Do no harm

by The Listener / 09 July, 2015
The principles that underpin our newly minted cyber-bullying law are so loosely defined as to endanger free speech.

The internet has transformed people’s lives, in many ways for the better. But it has also given cowards and bullies powerful tools with which to make others miserable. In recognition of this ugly phenomenon, a new vocabulary has been created: “trolls” for mischief-makers who stalk the internet looking for opportunities to post malicious comments; “revenge porn” for intimate video footage posted online to cause hurt and humiliation.

In an attempt to control antisocial users of what is misleadingly called social media, Parliament recently passed by 116-5 the Harmful Digital Communications Act. That the cyber-bullying legislation was opposed by the oddest of bedfellows – four Green MPs and Act’s David Seymour – gives some clue to the confounding complexity of the issues raised by the new laws. Outside Parliament, too, the legislation generated debate that cut across the usual ideological lines.

No one argues that the act was not motivated by good intentions, nor that cyber-bullying is a cruel and perverse by-product of the internet. But that’s as far as the consensus goes. The main concern on the part of the act’s critics is that a knee-jerk “something must be done” mindset has prevailed, potentially at the expense of freedom of expression. Opinion polls show that the public thinks cyber-bullying should be curbed, but of course people will say that.

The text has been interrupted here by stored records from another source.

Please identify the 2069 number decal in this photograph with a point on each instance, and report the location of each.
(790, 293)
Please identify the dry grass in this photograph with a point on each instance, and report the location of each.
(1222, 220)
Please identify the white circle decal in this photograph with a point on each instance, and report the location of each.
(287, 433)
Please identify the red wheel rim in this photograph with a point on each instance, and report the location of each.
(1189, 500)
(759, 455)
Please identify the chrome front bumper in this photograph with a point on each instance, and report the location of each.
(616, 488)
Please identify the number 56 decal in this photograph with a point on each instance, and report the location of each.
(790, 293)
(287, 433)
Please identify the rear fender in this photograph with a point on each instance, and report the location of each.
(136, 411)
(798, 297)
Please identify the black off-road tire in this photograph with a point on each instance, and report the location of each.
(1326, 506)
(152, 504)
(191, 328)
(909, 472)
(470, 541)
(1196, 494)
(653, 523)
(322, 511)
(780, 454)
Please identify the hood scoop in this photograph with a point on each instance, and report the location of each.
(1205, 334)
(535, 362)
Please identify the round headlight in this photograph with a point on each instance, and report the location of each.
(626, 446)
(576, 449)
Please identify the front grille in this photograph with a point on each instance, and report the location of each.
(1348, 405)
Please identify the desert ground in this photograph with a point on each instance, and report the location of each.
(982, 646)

The question is, at what cost?

Under the legislation, a statutory agency acting on behalf of complainants may be able to get offensive material “taken down” from the internet. Where a complaint can’t be resolved, district court judges will have powers to make orders against the originators of offensive content and websites that have published it. For cyber-bullying of the most extreme kind, the law provides for fines (up to $50,000 for an individual and $200,000 for a corporate body or up to two years’ jail.

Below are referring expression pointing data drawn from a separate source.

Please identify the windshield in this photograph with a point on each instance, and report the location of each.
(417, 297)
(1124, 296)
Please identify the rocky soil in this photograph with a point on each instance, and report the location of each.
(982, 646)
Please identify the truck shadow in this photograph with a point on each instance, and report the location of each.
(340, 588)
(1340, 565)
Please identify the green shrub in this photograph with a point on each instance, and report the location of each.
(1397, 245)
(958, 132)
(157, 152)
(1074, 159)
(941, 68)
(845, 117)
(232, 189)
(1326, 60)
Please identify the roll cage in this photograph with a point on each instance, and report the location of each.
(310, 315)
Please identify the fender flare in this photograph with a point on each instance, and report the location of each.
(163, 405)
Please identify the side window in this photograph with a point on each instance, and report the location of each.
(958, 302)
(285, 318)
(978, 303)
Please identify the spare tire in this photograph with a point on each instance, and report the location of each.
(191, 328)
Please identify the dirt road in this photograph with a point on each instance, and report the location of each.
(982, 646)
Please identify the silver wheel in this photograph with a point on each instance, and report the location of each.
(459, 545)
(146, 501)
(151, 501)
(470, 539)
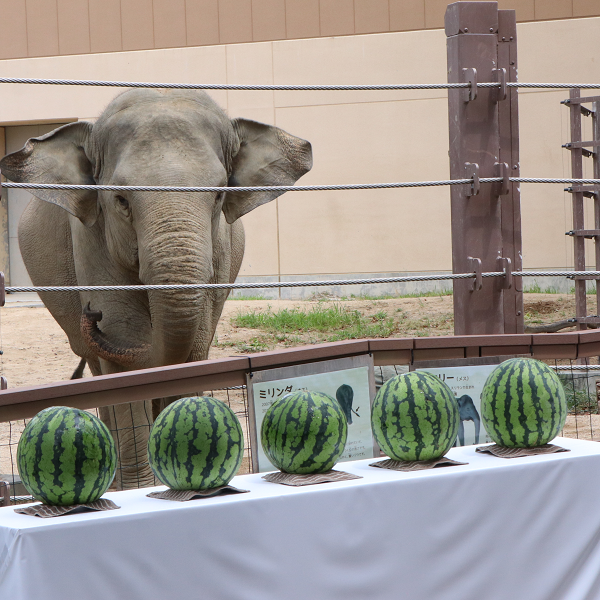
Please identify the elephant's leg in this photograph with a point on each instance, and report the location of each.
(461, 433)
(130, 425)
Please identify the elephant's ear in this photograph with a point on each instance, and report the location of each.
(267, 156)
(58, 157)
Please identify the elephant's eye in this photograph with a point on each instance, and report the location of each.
(123, 203)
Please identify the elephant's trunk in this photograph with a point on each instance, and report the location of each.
(174, 249)
(177, 252)
(124, 355)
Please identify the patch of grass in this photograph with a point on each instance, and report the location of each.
(536, 289)
(337, 320)
(589, 291)
(430, 294)
(579, 400)
(259, 297)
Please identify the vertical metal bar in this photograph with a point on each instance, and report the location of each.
(4, 493)
(472, 43)
(578, 214)
(508, 121)
(596, 137)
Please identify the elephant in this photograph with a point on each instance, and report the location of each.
(468, 412)
(145, 137)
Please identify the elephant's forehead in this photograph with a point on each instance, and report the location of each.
(176, 125)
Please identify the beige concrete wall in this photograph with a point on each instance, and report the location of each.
(62, 27)
(356, 137)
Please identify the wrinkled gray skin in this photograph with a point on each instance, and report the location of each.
(145, 137)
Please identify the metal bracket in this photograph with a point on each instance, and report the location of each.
(499, 75)
(503, 187)
(472, 172)
(469, 76)
(475, 266)
(505, 265)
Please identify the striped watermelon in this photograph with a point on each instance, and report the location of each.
(196, 444)
(66, 456)
(304, 432)
(523, 404)
(415, 417)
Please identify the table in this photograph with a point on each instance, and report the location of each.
(526, 528)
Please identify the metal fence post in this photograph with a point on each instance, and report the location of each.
(483, 127)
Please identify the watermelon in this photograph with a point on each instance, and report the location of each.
(523, 404)
(415, 417)
(66, 456)
(304, 432)
(196, 444)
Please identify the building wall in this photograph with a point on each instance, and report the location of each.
(357, 137)
(63, 27)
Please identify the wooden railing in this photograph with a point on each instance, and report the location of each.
(174, 380)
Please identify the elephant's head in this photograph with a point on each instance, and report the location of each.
(158, 138)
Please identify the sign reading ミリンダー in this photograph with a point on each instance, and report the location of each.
(353, 387)
(467, 384)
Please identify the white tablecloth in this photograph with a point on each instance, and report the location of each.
(519, 529)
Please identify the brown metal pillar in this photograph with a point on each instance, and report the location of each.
(596, 159)
(578, 209)
(508, 118)
(485, 225)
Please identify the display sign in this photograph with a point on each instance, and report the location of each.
(466, 382)
(350, 380)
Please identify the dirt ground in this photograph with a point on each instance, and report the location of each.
(36, 351)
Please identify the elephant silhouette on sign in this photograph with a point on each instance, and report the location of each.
(345, 395)
(468, 412)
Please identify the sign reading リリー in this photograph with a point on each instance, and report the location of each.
(467, 385)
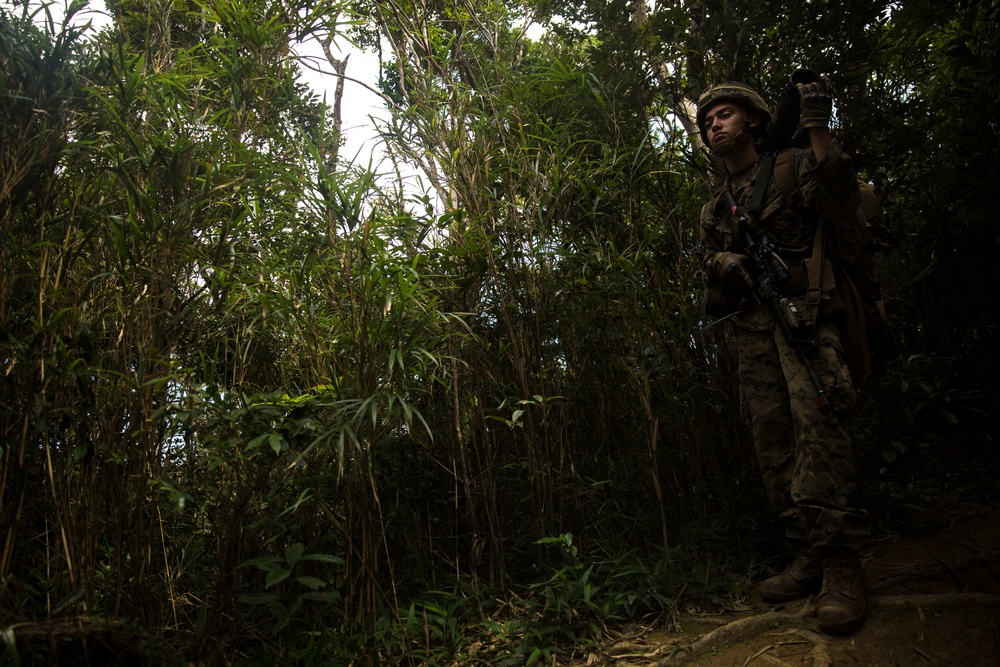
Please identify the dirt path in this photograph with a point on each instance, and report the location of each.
(934, 599)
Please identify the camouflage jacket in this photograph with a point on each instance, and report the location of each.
(827, 189)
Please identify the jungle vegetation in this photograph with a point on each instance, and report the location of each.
(264, 405)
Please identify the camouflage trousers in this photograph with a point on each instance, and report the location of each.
(805, 456)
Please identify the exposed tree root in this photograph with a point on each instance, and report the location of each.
(732, 633)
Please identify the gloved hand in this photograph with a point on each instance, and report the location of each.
(817, 103)
(727, 269)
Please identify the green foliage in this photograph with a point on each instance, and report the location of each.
(276, 408)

The architects of the act say it strikes a careful balance between the need to protect freedom of expression and the need to reduce harm. But the principles underpinning the legislation are loosely defined – dangerously so.

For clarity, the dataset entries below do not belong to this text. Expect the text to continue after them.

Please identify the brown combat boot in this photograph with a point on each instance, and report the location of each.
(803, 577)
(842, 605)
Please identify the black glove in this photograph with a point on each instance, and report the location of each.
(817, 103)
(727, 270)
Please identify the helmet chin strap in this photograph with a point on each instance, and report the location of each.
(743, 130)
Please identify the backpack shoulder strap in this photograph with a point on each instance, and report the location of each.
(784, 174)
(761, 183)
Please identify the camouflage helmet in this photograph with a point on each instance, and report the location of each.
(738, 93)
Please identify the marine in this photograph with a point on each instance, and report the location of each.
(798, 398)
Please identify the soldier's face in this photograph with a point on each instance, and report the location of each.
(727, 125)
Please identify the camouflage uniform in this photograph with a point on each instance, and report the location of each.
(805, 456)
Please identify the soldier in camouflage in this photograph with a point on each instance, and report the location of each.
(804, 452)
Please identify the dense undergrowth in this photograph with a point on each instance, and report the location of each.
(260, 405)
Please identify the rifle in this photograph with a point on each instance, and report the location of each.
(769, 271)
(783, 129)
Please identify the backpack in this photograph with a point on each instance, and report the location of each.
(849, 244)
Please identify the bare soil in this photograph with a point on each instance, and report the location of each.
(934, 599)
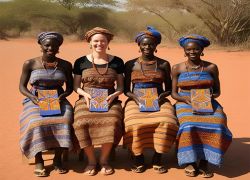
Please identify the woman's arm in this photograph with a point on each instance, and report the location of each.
(127, 81)
(24, 79)
(119, 89)
(167, 81)
(79, 90)
(174, 94)
(216, 87)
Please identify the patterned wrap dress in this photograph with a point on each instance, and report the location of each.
(154, 130)
(200, 136)
(40, 133)
(97, 128)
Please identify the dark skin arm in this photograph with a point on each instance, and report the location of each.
(67, 67)
(165, 66)
(24, 79)
(127, 81)
(213, 70)
(176, 70)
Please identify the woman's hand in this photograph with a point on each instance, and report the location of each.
(136, 99)
(186, 100)
(34, 99)
(87, 98)
(62, 96)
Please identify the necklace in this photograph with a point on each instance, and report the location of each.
(48, 65)
(202, 68)
(195, 67)
(147, 63)
(94, 65)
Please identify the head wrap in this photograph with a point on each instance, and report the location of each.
(50, 35)
(98, 30)
(150, 32)
(201, 40)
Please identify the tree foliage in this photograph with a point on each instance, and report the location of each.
(227, 20)
(69, 4)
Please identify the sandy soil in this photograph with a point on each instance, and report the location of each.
(235, 85)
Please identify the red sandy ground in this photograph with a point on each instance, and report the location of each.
(235, 85)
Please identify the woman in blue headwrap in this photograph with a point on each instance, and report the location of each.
(203, 136)
(41, 132)
(154, 128)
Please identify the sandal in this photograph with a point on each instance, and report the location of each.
(157, 164)
(204, 171)
(90, 170)
(40, 173)
(138, 169)
(106, 169)
(159, 169)
(59, 168)
(190, 170)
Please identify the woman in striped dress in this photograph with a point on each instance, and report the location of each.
(202, 138)
(39, 133)
(155, 130)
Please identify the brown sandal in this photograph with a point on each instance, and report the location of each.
(159, 169)
(138, 169)
(190, 170)
(41, 173)
(90, 170)
(106, 169)
(58, 167)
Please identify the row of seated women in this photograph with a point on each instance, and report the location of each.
(200, 139)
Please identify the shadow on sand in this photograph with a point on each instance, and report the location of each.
(236, 162)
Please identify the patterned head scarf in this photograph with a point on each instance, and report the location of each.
(150, 32)
(98, 30)
(50, 35)
(201, 40)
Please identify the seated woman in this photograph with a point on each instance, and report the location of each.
(39, 132)
(202, 137)
(98, 70)
(156, 130)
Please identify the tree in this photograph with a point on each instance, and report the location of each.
(227, 20)
(69, 4)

Those principles require, for example, that digital communications should not be threatening, intimidating or menacing; that they should not be grossly offensive to a reasonable person in the position of the affected individual; and that they should not denigrate an individual by reason of colour, race, religion, gender, sexual orientation or disability. A lot will depend on how these words are interpreted. (Auckland “social adviser” Pebbles Hooper would almost certainly have fallen foul of the principles for her insensitive tweet about the victims of an accidental gassing, but the outcome in that instance – which included her loss of a job – suggests the internet can be self-policing.)

"Harm” is defined in the act as “serious emotional distress”, a highly subjective judgment. All pithy comment is offensive to someone. Could the new law potentially criminalise all speech that upsets the sensitive? Justice Minister Amy Adams says no, but doesn’t sound wholly convincing. Similarly she seems confident that well-established forms of satire – newspaper cartoons, for example – won’t cross the harm threshold, but we can’t be sure. The truth is no one will really know until the law has been in place for a while.

It’s hard to see how the new laws could not have an inhibiting effect on free speech. One possibility is that web publishers will be swamped with complaints from people feeling wounded by comment that previously would have been considered part of the normal, robust cut and thrust of debate in an open, democratic society. Websites may play it safe by refusing to publish, or taking down, edgy content rather than risk becoming embroiled in time-consuming complaints procedures – or worse, criminal charges. Truth and public interest – factors that courts take into account in defamation cases – will be no guarantee of protection.

In time, some of the new law’s uncertainties may be settled by the courts, which have a tradition in New Zealand of defending free speech. The Bill of Rights Act, which guarantees the right to receive and impart information and opinion of any kind and in any form, could prove to be a powerful counterweight. But in the meantime, a lot of damage may be done.